For the cheaper defenses, it's easier for them to pay off. Value is based on salary, and when you have a lower salary, the threshold for coming through is lower. That's the advantage they have over the mid-tier options.
The struggles for that middle tier were even apparent when those defenses were in spots we search for when looking for a defense for DFS. Seven of the defenses with a salary between $4,000 and $4,900 were double-digit favorites, but only three of those seven hit baseline value. Only 4 of 11 defenses favored by 7.5 or more points paid off.
This could very well mean that the poor performance by mid-salaried defenses was just variance, and that's the most likely explanation. We don't have to avoid a popular defense in this range, especially if they fit with our process. Still, there's a narrative explanation for why this would happen, so it might not be a bad idea to take an extended look at defenses in this range when they project to be popular.
Looking elsewhere, we see something similar with defenses as what we saw with quarterbacks: hunting for upside is a different pursuit than looking for players who will simply "pay off."
In the perfect lineup piece, we saw that it was decently common for defenses from games with high totals to wind up in the perfect lineup. It wasn't as common as other positions, but it still happened.
The reasoning was that shootouts involve more drop backs than other games, and more drop backs means more chances for sacks, picks, and touchdowns. When you want a big score, that's what you need.
When you're instead focused on floor, then we see the lower-scoring games take on a more favorable glow. Of the 13 popular defenses in games with a total of 45 or higher, only 3 hit baseline value.
|Total||Percentage to Hit Value|
|45 or Higher||23.08%|
|40 to 44.5||75.00%|
|Lower Than 40||50.00%|
This should not be taken to mean that we should avoid all defenses in games with high totals; the perfect lineup piece showed that was not true. Instead, it means we have pivot opportunities if one of those defenses projects to be popular.
Defense is a volatile position where the tournament-winning scores are going to come via teams that score touchdowns. We can increase our odds of getting those big outputs by targeting defenses that will face a bunch of drop backs, but predicting who will score the touchdowns is still a tough endeavor.
This is why pivoting at the position is still a good idea, even if it is one of the positions we are better at predicting. The games that give us big upside are also the ones that can lead to a lot of flops. As a result, we should still look at defenses in games with higher totals due to the expectation of an increased number of drop backs, but we should simultaneously look to jump ship if one of those defenses projects to be popular. The two lines of thought are not mutually exclusive.

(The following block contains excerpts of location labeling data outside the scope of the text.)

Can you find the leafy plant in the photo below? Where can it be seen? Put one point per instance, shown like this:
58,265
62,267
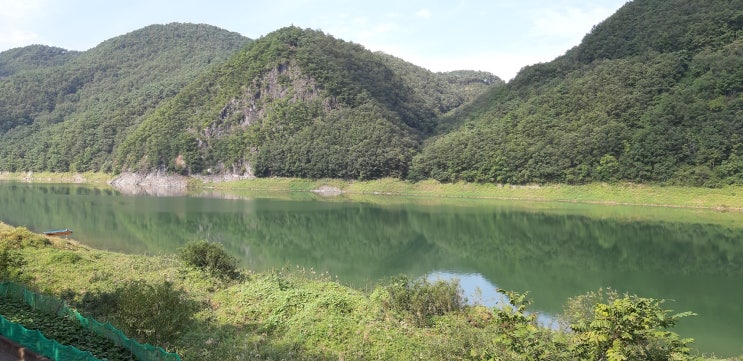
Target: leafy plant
421,299
153,313
11,263
209,257
629,328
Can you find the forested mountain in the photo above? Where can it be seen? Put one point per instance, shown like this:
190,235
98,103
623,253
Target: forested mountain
652,94
62,111
300,103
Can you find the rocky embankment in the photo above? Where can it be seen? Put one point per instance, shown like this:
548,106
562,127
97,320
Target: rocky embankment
155,184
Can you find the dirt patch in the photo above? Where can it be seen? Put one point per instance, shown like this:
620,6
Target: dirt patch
328,191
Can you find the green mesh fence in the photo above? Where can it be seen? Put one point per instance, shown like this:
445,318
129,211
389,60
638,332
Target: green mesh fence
34,340
50,304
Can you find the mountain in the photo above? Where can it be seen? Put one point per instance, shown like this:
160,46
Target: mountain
300,103
652,94
68,111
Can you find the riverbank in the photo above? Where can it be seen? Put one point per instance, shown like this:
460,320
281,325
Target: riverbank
282,314
728,198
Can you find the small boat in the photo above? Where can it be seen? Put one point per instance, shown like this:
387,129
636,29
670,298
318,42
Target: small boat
59,232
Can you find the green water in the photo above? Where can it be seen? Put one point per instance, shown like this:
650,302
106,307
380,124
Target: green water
555,251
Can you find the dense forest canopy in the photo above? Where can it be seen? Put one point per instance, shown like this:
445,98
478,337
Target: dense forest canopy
652,94
300,103
67,111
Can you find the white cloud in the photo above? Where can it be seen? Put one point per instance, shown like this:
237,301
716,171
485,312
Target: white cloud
423,13
16,9
16,20
569,23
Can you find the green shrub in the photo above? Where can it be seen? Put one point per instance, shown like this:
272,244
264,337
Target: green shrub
11,263
421,299
626,328
153,313
209,257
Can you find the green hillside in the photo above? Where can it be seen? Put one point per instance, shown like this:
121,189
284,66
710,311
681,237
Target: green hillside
300,103
652,94
67,111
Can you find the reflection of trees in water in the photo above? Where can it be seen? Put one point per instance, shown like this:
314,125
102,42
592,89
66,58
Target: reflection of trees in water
554,256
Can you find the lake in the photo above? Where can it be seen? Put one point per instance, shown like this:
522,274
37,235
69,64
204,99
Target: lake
692,258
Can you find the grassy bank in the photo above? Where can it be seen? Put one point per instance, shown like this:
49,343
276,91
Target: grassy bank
728,198
51,177
297,314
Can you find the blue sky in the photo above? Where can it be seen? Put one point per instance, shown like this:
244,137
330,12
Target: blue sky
499,36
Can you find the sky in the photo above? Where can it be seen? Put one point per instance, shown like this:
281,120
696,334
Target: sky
498,36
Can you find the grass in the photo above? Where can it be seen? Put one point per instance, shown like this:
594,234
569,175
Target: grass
729,198
288,314
726,199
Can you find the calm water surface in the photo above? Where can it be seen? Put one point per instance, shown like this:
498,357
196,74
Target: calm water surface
555,251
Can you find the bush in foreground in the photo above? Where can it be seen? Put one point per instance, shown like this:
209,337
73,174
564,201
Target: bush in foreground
209,257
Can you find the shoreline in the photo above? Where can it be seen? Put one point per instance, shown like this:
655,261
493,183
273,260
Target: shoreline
724,199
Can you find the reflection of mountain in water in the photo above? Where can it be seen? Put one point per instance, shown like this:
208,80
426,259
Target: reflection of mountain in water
554,255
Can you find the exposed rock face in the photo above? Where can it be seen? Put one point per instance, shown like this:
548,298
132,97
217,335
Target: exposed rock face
154,184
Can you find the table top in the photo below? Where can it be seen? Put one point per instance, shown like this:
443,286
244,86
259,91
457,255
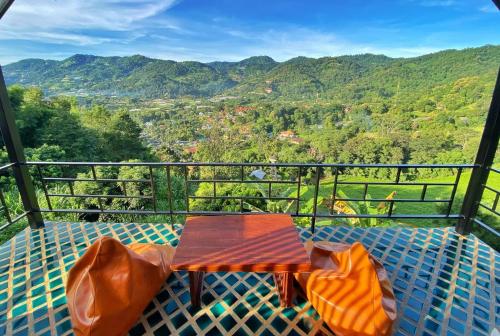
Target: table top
241,243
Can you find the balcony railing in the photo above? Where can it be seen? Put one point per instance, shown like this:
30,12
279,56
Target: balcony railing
307,191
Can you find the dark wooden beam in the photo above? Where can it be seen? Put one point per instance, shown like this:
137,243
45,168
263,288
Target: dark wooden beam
484,159
15,151
4,6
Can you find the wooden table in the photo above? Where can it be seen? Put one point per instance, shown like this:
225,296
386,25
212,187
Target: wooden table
241,243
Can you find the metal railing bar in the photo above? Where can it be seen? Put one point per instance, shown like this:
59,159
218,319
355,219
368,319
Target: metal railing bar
5,209
247,164
169,187
489,209
299,181
398,175
7,166
495,170
244,197
424,191
315,200
391,208
214,182
486,227
398,200
101,196
243,181
454,191
334,191
242,178
398,184
219,213
492,189
73,179
153,188
15,220
186,185
44,187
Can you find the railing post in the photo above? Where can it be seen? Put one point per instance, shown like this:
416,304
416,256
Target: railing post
15,151
484,160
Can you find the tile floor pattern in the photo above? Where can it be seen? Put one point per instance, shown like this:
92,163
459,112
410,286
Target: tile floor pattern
445,284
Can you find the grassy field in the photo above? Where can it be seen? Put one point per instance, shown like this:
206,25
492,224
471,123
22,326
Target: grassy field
406,192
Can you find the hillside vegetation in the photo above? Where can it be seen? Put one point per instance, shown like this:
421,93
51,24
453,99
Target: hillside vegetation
359,77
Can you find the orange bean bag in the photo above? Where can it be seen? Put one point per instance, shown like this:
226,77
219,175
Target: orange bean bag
111,284
349,289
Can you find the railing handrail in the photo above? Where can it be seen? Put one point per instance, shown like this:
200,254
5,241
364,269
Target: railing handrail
249,164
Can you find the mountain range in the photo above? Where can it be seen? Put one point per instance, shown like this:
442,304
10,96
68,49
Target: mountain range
352,77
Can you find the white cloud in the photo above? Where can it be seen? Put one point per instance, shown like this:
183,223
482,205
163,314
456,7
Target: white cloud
436,3
491,8
77,21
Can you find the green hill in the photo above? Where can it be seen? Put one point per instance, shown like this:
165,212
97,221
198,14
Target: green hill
356,78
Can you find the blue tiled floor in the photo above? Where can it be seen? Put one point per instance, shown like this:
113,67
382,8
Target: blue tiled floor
445,284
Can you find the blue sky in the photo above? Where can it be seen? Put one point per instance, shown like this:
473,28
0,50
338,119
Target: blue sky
208,30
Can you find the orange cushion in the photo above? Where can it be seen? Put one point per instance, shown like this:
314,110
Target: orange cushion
349,289
111,284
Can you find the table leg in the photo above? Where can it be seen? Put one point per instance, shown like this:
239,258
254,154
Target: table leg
284,283
195,286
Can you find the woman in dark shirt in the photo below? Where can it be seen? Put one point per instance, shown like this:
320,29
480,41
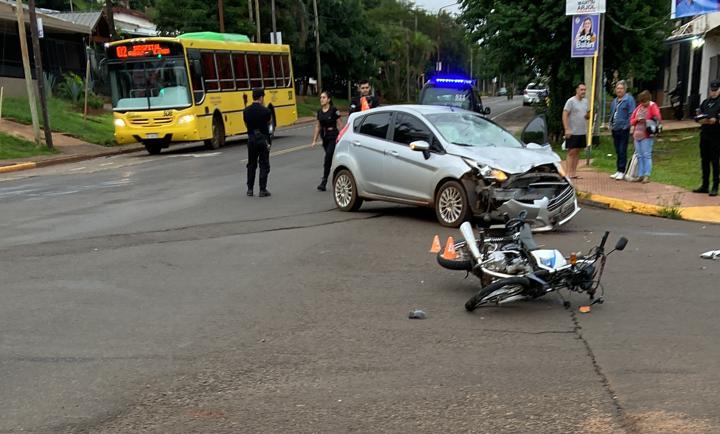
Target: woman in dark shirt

To wrap it all up, popular defenses are not bad investments, and if you love a defense, you can use it even if you know it'll be popular. That's especially true if it's a super cheap defense, as we saw. But mid-range defenses and those in projected higher-scoring games are still capable of flopping, which presents us with an opportunity to pivot. As long as these defenses fit your process well, you can still go there, but even at a largely predictable position, there are still advantages to hunting for a more overlooked unit.